The lone volcanic island of Ustica is known as "The Black Pearl," dramatically surging as it does out of the cobalt sea surrounding it.

Initially inhabited by the Phoenicians, the Greeks followed, naming the island Osteodes ("ossuary"), in memory of the skeletons of 6,000 Carthaginians who were brought here and abandoned without food or water.

Attempts to colonize it in the Middle Ages failed because of raids by Barbary pirates. The Bourbons repopulated it in 1762 with people from the Aeolian Islands and Naples. They constructed a trio of towers to defend the island against pirates.

As late as the 1950s, Ustica was a penal colony, a sort of Alcatraz of Sicily. Antonio Gramsci, the theorist of the Italian Communist Party, was once imprisoned here.

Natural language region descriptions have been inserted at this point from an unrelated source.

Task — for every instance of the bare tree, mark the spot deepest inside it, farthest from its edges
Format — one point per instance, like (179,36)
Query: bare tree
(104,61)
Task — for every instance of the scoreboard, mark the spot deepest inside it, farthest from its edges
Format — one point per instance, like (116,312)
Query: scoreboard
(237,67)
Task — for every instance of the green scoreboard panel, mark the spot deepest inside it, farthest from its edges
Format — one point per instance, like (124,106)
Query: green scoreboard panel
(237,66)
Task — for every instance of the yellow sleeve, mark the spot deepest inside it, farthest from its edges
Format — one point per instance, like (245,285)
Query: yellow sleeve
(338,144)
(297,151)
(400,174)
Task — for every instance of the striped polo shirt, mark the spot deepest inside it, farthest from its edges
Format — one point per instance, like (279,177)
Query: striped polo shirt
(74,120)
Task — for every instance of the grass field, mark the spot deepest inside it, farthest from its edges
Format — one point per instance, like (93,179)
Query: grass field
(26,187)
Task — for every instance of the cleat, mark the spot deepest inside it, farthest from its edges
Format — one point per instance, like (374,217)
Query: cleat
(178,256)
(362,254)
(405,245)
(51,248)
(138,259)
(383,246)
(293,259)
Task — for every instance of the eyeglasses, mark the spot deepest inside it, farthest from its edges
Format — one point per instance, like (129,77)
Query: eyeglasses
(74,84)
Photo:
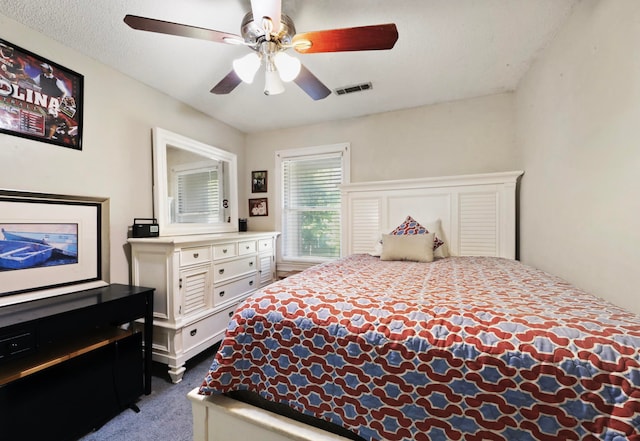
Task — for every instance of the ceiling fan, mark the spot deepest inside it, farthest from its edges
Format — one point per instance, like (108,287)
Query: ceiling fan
(269,33)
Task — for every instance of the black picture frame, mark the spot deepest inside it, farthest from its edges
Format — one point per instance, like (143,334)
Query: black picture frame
(259,181)
(39,99)
(24,217)
(259,207)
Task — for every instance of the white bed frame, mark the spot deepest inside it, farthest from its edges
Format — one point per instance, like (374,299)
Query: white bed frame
(478,218)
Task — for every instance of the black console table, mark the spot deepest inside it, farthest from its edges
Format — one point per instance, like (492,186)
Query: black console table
(67,365)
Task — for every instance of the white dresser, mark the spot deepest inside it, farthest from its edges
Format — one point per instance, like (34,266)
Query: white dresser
(199,281)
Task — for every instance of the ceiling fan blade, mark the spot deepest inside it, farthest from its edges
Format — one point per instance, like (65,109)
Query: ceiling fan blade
(311,84)
(363,38)
(267,8)
(167,27)
(227,84)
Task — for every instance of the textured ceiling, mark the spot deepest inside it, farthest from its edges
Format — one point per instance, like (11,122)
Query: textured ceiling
(446,50)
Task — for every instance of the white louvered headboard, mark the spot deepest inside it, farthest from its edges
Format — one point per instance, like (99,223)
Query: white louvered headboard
(477,212)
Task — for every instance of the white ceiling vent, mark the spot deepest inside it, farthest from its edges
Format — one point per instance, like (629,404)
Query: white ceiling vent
(352,89)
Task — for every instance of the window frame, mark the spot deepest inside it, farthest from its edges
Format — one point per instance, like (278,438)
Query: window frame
(344,149)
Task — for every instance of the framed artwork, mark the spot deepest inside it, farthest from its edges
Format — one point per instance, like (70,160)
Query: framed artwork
(39,99)
(258,207)
(259,181)
(48,243)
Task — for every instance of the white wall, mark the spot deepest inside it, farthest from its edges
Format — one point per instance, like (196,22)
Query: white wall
(470,136)
(578,119)
(115,161)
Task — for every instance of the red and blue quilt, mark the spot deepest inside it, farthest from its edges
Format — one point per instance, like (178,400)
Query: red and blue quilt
(463,348)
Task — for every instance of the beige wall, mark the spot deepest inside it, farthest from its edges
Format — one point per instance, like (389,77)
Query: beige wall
(116,158)
(578,126)
(471,136)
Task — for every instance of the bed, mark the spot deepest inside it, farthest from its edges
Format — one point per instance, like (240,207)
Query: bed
(469,344)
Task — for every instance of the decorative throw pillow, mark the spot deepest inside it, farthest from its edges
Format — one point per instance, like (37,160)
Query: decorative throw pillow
(411,226)
(413,247)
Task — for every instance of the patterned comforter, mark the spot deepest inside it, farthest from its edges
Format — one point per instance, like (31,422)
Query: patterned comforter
(462,348)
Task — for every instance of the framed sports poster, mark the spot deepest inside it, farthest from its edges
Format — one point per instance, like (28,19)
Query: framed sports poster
(39,99)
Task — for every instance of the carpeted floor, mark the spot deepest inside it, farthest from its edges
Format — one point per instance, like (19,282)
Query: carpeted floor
(165,414)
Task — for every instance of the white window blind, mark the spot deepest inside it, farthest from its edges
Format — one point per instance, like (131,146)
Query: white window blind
(311,206)
(198,196)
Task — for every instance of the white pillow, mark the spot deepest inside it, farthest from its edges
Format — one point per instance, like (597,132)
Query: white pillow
(413,247)
(377,248)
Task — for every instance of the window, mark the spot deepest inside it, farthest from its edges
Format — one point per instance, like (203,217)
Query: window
(310,202)
(198,188)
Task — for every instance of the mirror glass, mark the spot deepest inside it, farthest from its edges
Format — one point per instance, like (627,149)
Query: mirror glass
(195,186)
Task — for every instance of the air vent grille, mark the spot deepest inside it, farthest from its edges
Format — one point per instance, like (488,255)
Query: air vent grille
(351,89)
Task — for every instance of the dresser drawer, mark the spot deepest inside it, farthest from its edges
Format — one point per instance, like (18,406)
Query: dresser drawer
(233,290)
(202,330)
(190,256)
(233,268)
(265,245)
(246,247)
(224,251)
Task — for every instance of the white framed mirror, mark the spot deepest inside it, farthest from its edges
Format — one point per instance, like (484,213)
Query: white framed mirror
(195,186)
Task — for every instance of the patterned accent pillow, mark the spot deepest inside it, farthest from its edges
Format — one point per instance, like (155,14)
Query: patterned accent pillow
(412,226)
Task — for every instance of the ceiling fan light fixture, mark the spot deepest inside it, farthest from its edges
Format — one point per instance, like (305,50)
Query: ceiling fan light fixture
(288,66)
(247,66)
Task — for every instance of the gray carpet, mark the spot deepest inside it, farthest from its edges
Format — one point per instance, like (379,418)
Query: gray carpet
(165,414)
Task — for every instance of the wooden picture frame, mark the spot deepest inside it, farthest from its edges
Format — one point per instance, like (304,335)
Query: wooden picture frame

And, in one of the most secret meetings of World War II, British and Italian officers met here in September 1943 to discuss a switch in sides from Mussolini to the Allies.

Ustica is tiny, only 8.6 sq km (3 1/3 sq miles), with a population of roughly 1,370, yet it is the oldest island in the Sicilian outer archipelago -- even older than the Aeolian Islands. Because its jagged coastline is riddled with creeks, bays, and caves, Ustica is best explored by a rented boat circling the island.

In 1987, Sicily designated part of the island a national marine park, and today its clear waters, filled with aquatic flora and fauna and archaeological trails, attract sea lovers from around the world.